A chiudere il quartetto, l'azero Nabat di Elchin Musaoglu è uno dei due titoli passati in concorso a Tokyo che i cinefili italiani ricorderanno negli Orizzonti dell'ultima Mostra di Venezia. Curioso che anche questo sia un apologo metaforico scevro di dialoghi, dove un'anziana contadina si ritrova a tenere da sola in vita un villaggio su cui incombono i fulmini e i tuoni della guerra. Di confezione assai tradizionale e piuttosto ridondante nella metafora, Nabat ha il suo punto di forza nell'interpretazone convinta della veterana iraniana Fatemeh Motamed Arya.

L'intensa prova di Arielle Holmes, alle vicende personali della quale s'ispira il film, è l'elemento più convincente dell'altro reduce dal Lido di Venezia, Heaven Knows What di Joshua e Benny Safdie, indie cassavetiano che racconta senza moralismi un'ossesione d'amore tra tossici per le strade della New York di oggi.

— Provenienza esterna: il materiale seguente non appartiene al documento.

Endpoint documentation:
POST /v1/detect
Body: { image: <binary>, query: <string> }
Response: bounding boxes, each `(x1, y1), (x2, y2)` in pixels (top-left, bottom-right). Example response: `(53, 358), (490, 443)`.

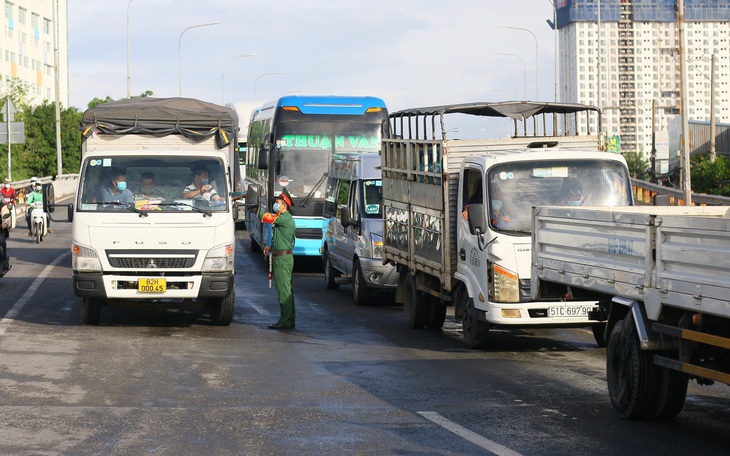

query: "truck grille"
(107, 251), (197, 269)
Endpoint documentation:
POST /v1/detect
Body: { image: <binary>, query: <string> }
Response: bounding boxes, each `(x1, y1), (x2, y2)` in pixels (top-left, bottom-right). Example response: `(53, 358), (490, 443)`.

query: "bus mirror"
(258, 145), (269, 170)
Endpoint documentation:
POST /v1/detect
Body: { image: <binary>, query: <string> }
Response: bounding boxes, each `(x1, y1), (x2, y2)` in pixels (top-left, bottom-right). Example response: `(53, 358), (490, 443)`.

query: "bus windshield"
(487, 159), (631, 233)
(274, 119), (382, 201)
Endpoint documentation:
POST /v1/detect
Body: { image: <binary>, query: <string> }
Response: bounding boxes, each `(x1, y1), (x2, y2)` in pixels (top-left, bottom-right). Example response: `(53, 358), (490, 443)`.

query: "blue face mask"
(272, 203), (281, 213)
(492, 199), (503, 211)
(200, 178), (209, 185)
(116, 181), (127, 192)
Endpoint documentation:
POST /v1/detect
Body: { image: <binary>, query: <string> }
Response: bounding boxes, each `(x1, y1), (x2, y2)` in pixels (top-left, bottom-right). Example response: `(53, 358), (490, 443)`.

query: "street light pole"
(126, 0), (132, 99)
(221, 54), (257, 104)
(491, 52), (527, 99)
(253, 72), (285, 101)
(546, 0), (558, 102)
(52, 0), (62, 177)
(498, 26), (539, 101)
(178, 22), (218, 97)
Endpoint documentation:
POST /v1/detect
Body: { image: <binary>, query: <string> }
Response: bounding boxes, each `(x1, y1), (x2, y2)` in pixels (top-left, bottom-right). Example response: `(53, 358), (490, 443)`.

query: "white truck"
(381, 101), (634, 348)
(49, 97), (249, 325)
(532, 205), (730, 418)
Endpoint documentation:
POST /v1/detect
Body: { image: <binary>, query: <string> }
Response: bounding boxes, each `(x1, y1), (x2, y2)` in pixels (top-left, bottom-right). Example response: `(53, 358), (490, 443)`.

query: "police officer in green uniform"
(261, 187), (296, 329)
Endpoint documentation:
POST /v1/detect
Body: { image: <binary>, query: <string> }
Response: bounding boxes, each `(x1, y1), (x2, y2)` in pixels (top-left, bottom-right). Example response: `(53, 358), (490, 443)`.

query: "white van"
(322, 153), (397, 305)
(48, 98), (251, 325)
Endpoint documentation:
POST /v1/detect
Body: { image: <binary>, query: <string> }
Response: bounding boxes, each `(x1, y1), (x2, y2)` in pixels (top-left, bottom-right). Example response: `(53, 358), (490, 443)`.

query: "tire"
(324, 250), (340, 290)
(209, 291), (235, 326)
(606, 314), (687, 419)
(34, 223), (41, 244)
(592, 322), (607, 348)
(79, 297), (102, 325)
(404, 274), (427, 329)
(352, 260), (372, 306)
(461, 291), (489, 349)
(426, 296), (447, 329)
(249, 234), (262, 253)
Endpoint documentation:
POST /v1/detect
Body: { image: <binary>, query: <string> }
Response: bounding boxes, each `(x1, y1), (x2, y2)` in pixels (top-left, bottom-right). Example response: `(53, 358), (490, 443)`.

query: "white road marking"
(0, 251), (69, 335)
(417, 411), (523, 456)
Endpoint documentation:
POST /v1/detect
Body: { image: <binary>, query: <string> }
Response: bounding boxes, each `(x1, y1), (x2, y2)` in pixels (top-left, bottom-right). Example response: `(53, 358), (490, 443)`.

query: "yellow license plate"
(138, 278), (166, 293)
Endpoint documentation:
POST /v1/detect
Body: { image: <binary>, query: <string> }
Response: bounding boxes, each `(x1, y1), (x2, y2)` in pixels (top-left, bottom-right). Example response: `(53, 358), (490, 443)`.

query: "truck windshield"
(77, 156), (228, 213)
(488, 159), (631, 233)
(360, 179), (383, 219)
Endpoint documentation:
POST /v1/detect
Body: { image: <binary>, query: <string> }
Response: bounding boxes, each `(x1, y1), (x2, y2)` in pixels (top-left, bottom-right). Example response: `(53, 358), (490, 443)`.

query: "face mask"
(567, 199), (582, 206)
(3, 183), (9, 189)
(116, 181), (127, 192)
(200, 178), (209, 185)
(492, 199), (503, 211)
(35, 186), (42, 192)
(272, 203), (281, 213)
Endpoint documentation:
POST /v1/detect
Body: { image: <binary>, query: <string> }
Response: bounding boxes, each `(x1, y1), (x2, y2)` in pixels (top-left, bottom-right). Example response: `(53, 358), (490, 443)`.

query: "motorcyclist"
(25, 182), (51, 236)
(1, 178), (16, 205)
(1, 202), (10, 275)
(25, 177), (39, 200)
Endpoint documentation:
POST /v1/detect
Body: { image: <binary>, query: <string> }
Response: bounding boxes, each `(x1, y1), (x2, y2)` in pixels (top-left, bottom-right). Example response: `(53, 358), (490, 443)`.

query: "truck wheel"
(606, 313), (661, 419)
(352, 260), (372, 306)
(79, 297), (102, 325)
(462, 295), (489, 349)
(651, 365), (688, 419)
(592, 322), (607, 348)
(404, 274), (427, 329)
(209, 291), (235, 326)
(324, 250), (340, 290)
(426, 296), (447, 329)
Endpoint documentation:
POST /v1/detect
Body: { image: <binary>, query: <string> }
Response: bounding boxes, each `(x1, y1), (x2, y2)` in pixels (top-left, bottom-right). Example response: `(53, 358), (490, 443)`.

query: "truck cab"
(322, 153), (398, 305)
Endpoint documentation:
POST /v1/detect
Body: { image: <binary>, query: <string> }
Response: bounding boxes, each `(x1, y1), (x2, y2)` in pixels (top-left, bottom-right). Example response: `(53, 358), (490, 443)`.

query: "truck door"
(457, 165), (489, 296)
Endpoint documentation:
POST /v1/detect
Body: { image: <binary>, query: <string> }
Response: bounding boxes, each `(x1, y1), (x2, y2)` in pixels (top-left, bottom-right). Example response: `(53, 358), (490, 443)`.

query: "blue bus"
(245, 95), (388, 257)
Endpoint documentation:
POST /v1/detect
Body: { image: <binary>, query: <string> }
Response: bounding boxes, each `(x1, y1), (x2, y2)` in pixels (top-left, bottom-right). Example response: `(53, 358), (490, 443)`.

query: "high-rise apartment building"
(557, 0), (729, 157)
(1, 0), (68, 107)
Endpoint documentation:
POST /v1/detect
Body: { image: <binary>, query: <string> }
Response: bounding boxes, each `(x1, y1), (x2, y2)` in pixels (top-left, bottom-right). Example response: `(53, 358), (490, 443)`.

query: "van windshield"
(77, 156), (228, 213)
(360, 179), (383, 219)
(487, 159), (631, 233)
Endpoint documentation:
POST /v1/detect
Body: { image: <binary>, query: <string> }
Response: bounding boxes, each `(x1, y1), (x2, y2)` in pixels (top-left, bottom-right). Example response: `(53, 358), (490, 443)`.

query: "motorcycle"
(1, 206), (10, 276)
(29, 201), (48, 244)
(1, 197), (15, 229)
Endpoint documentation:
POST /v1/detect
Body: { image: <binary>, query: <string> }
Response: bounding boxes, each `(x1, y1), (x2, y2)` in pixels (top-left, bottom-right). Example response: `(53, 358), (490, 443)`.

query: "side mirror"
(258, 144), (269, 170)
(42, 183), (55, 214)
(467, 204), (487, 235)
(340, 207), (352, 228)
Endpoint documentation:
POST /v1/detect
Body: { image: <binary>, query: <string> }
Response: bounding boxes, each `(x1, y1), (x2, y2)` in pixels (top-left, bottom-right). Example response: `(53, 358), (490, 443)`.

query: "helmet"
(3, 178), (10, 184)
(30, 176), (39, 183)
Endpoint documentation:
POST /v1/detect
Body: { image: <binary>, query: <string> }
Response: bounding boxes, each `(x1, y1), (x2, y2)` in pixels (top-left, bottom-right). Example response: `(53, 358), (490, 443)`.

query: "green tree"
(622, 151), (650, 181)
(690, 155), (730, 196)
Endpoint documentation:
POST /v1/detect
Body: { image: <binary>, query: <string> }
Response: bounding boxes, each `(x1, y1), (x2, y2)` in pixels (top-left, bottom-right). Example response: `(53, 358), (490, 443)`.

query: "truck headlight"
(371, 234), (384, 259)
(492, 264), (519, 303)
(72, 243), (102, 272)
(203, 243), (234, 272)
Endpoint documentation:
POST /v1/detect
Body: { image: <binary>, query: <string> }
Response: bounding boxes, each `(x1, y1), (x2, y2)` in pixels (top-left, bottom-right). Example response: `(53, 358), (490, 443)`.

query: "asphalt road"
(1, 219), (730, 455)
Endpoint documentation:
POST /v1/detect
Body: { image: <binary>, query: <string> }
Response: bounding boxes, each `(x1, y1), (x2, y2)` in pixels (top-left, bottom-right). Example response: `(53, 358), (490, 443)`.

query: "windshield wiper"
(300, 172), (328, 208)
(156, 202), (213, 217)
(99, 201), (148, 217)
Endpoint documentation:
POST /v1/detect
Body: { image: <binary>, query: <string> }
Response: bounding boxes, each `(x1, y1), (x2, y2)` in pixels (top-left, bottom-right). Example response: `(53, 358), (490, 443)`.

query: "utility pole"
(678, 0), (692, 206)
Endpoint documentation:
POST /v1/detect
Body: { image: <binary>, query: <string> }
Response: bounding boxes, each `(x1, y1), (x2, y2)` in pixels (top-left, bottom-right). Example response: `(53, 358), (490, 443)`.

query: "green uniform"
(262, 210), (296, 326)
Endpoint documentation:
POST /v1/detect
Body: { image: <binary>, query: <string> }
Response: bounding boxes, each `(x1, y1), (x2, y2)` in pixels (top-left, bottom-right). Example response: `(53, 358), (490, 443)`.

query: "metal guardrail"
(632, 179), (730, 206)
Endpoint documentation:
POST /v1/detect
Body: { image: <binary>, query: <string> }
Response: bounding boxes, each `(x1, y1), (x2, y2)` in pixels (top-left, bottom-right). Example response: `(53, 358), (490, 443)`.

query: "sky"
(67, 0), (558, 135)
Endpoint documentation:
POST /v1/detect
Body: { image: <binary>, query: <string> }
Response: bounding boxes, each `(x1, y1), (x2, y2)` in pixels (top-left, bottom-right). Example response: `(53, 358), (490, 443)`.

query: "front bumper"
(358, 257), (398, 289)
(73, 271), (234, 300)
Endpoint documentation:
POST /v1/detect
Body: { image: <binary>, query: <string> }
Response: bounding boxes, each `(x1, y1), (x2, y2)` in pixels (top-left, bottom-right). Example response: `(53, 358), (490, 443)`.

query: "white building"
(1, 0), (68, 107)
(557, 0), (730, 156)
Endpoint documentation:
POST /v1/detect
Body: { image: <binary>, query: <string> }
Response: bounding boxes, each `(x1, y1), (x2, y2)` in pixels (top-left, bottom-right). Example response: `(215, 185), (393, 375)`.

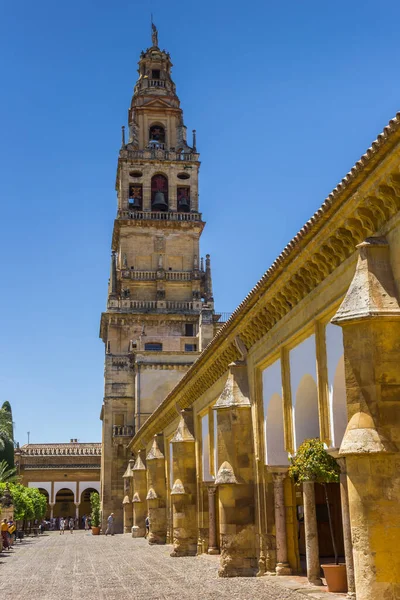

Una prima mondiale assoluta è invece l'ultimo titolo in lizza per i premi, il francese Les Jours Venus di Romain Goupil. Ed è abbastanza curioso che il nuovo film di Goupil faccia la sua prima a Tokyo. Regista che gira in prima persona, interpretando se stesso e infarcendo il suo cinema di riferimenti alla propria vita e allo stato di cose socio-politico contemporaneo - francese e non solo, Goupil è uno di quegli autori d'Oltralpe il cui cinema rischia di parlare appieno solo ad una ristretta cerchia di adepti e convertiti. Si fa un po' fatica quindi a immaginare che la platea giapponese media abbia abbracciato appieno la peraltro amabile (auto)ironia di quest'opera crepuscolare, che ricama sulle sorti di un cineasta sessantenne alle prese con l'intricata burocrazia delle pratiche dell'INPS francese, con il suo nuovo progetto cinematografico (a sua detta, il suo più commerciale: un regista causa catastrofi naturali ogniqualvolta inizia a girare...) e con la messa in scena del proprio funerale. Fatichiamo ancor di più a immaginarlo incluso nel palmarès della giuria molto hollywoodiana di Tokyo 2014. Ma non si sa mai: se c'è un ambito in cui sorprese e piccoli miracoli sono sempre dietro l'angolo, è proprio quello dei verdetti dei festival. E riconoscimenti o meno, siamo grati a Goupil per il buonumore che Les Jours Venus dispensa con intelligente nonchalance.